One cannot help but notice the strong stench of influence-peddling that rises from Peres's defense of both Larsen and Rich, given their intimate connections with his center. But these examples are not isolated. According to the Peres Center's Web site, among the many projects it promotes, one that actually received funding ($63 million) was the "Peace Technology Fund."

 

The fund's aim, according to the site, is "making equity investments in Palestinian companies and joint ventures." The two Palestinian companies that were invested in by the fund, are "Paltel – the Palestinian telephone operating company – and the Palestinian Mortgage Housing Corporation."

 

 

Both of these concerns are infected root and branch by Palestinian Authority corruption.

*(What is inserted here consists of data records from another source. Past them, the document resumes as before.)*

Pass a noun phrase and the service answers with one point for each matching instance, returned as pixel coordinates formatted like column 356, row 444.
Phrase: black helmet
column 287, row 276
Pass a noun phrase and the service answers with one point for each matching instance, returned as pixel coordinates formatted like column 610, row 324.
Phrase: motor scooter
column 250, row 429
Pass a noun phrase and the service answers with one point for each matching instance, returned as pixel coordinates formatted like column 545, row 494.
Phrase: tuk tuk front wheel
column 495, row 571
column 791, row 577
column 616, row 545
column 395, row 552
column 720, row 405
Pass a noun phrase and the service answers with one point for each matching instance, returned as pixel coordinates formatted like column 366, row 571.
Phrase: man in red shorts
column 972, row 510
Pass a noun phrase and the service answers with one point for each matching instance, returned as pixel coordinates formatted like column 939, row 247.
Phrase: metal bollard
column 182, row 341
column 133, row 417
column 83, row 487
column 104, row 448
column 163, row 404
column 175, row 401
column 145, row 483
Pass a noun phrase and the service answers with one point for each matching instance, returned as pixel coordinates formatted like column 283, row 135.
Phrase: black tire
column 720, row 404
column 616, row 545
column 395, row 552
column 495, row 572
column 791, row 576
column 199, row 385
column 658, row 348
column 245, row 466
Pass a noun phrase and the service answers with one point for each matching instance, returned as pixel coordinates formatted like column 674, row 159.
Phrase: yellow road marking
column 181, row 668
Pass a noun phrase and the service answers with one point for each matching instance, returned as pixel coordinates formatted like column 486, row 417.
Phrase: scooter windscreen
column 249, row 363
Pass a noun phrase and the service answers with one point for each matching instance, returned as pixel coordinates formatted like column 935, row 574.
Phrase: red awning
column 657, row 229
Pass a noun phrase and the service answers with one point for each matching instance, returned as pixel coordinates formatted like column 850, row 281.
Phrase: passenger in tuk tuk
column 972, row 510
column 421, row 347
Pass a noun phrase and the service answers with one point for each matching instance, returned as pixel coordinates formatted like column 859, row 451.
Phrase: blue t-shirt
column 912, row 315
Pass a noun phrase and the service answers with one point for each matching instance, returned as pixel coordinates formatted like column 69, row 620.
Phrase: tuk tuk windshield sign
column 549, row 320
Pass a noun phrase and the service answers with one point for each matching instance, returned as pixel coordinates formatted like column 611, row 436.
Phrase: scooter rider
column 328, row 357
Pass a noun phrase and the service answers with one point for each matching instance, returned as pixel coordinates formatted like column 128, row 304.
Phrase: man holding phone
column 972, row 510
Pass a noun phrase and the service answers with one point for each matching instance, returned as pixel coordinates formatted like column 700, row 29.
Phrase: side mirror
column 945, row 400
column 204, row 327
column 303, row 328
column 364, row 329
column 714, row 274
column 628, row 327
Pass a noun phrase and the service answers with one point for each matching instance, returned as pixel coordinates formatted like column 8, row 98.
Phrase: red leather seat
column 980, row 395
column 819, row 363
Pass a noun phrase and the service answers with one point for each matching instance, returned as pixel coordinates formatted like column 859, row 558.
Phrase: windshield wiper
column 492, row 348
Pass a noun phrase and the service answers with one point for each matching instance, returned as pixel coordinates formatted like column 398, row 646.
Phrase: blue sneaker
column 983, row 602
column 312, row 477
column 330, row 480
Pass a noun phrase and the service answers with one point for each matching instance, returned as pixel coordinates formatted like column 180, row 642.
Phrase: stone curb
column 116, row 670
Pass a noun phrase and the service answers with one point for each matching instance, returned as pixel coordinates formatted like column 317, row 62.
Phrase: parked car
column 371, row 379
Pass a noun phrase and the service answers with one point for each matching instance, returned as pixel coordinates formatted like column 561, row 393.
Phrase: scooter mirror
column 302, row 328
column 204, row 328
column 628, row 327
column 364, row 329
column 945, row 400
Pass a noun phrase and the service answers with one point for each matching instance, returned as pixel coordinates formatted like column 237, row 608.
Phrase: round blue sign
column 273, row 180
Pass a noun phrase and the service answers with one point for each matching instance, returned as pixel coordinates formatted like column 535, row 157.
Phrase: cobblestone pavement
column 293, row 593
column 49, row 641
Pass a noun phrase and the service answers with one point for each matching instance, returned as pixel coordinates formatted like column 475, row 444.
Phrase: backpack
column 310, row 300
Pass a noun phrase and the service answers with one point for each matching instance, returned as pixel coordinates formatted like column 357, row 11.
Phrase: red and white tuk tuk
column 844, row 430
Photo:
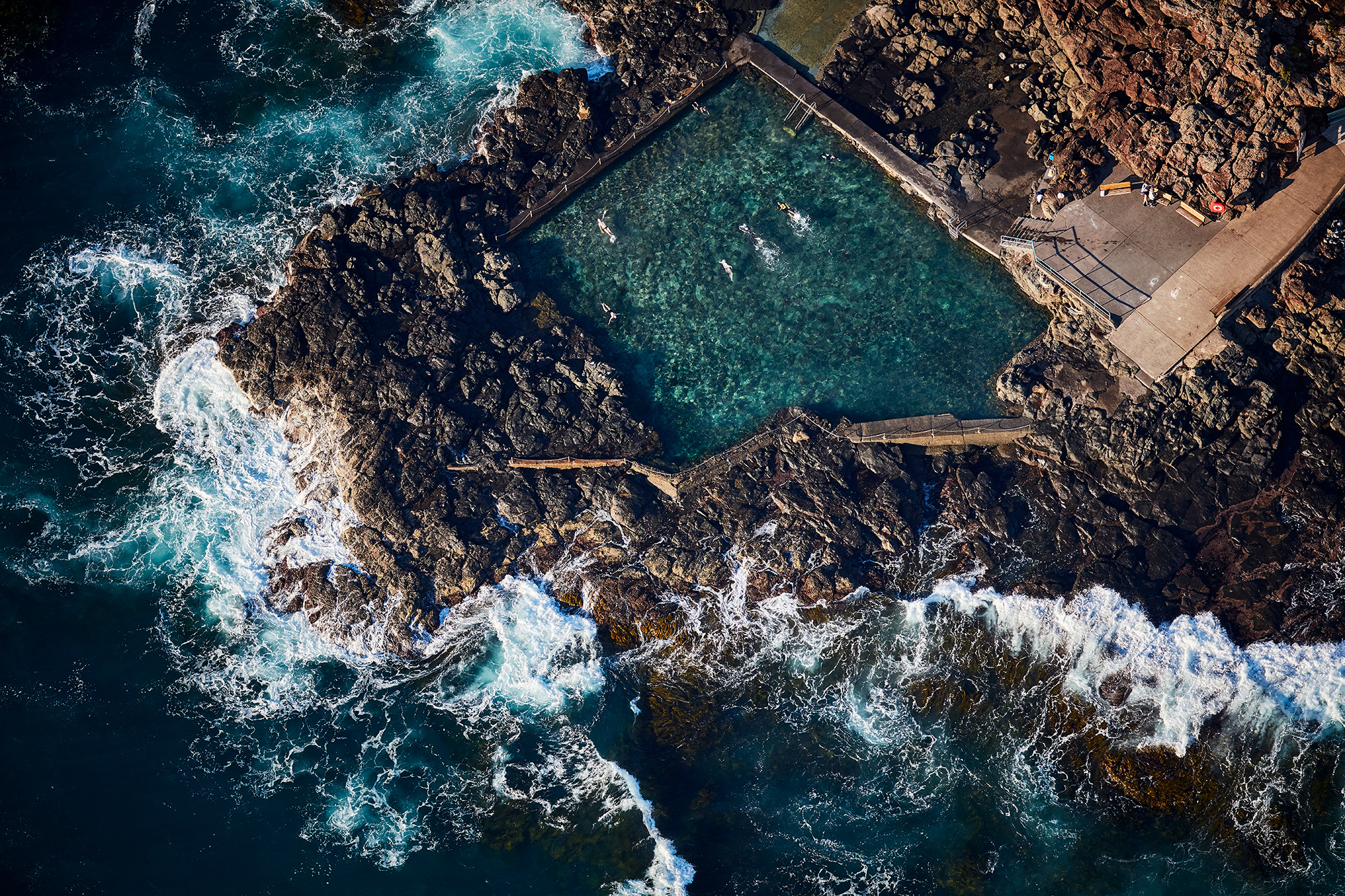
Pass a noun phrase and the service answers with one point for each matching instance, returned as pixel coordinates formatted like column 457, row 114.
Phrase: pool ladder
column 804, row 110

Muhammad Rashid, Arafat's economic adviser, is vice president and one of the principle stockholders in Paltel.

 

In an investigative report from December 1998, The Financial Times reported that Rashid and Paltel were deeply involved in stealing the $160 million Gaza Employees Pension Fund, which was transferred to the PA by Israel in 1994 and emptied of its funds by Rashid between early 1996 and late 1997. Freih Abu Medein, the PA's justice minister told the paper at the time the money had been invested in telecommunications projects.

 

The Palestinian Mortgage Housing Corporation was involved in scandal in 1998, when the EU discovered that $20 million it had donated for the construction of low-cost housing in Gaza had been used instead to build luxury apartments for wealthy supporters of Palestinian Authority Chairman Yasser Arafat.

 

So not only does the Peres Center reward its managers and European friends, it also serves to legitimate PA corruption committed by Arafat's men, who steal money from their own impoverished people. But this should come as no surprise.

 

Former Shin Bet officer Yossi Ginossar, Rashid's partner in his various business dealings and behind-the-scenes go-between with Arafat for Labor prime ministers, also sits on the board of directors of the Peres Center.

 

Ginossar is himself so intimately involved in the business end of the PA that when Ehud Barak brought him in as a pinch hitter at the Camp David summit, press reports at the time described the participants joking that they didn't know whether he was there to represent Israel or Arafat.

 

The single largest contributor to Arafat's PA since its inception is the EU. Still today, as the evidence has become overwhelming that the PA is a terrorist entity from head to toe, the EU insists on continuing its financial support. Just last month the EU announced it was donating another 340 million euros to the PA. This week, the Ad-Hoc Liaison Committee, the body responsible for coordinating aid to the PA is meeting in Oslo to put together a new financing package.

 

The EU also is a major financial backer of Yossi Beilin's Economic Cooperation Foundation. In addition, it funds organizations like Rabbis for Human Rights, which recently participated in organizing delegations of foreign activists who were brought here to stand in front of IDF tanks and attempt to force their way through IDF roadblocks.

 

Aside from the realpolitik justification for such meddling in Israel's internal politics – that such organizations, through their work provide a source of influence and a launching pad for increased EU power in the Levant – the revelation that the Peres Center paid Larsen and Juul $100,000 provides a fiduciary interest as well.

 

Simply put, keeping Oslo alive is good business.

 

The victims of all of this inbreeding are, of course, the Israeli and Palestinian peoples. On the Israeli side, having Shimon Peres wearing the twin hats of life force behind the Peres Center enterprise and foreign minister represents an inherent conflict of interest with potentially serious repercussions for the conduct of foreign policy.

 

On the Palestinian side, the continuation of Arafat's mafia-style reign suffocates any prospect for economic growth and develo
pment and, of course, destroys any possibility of political settlement.

 

 

A few months ago, a senior governmental source said to me, "If you want to understand why Israel isn't fighting Arafat, follow the money." Well here you have it.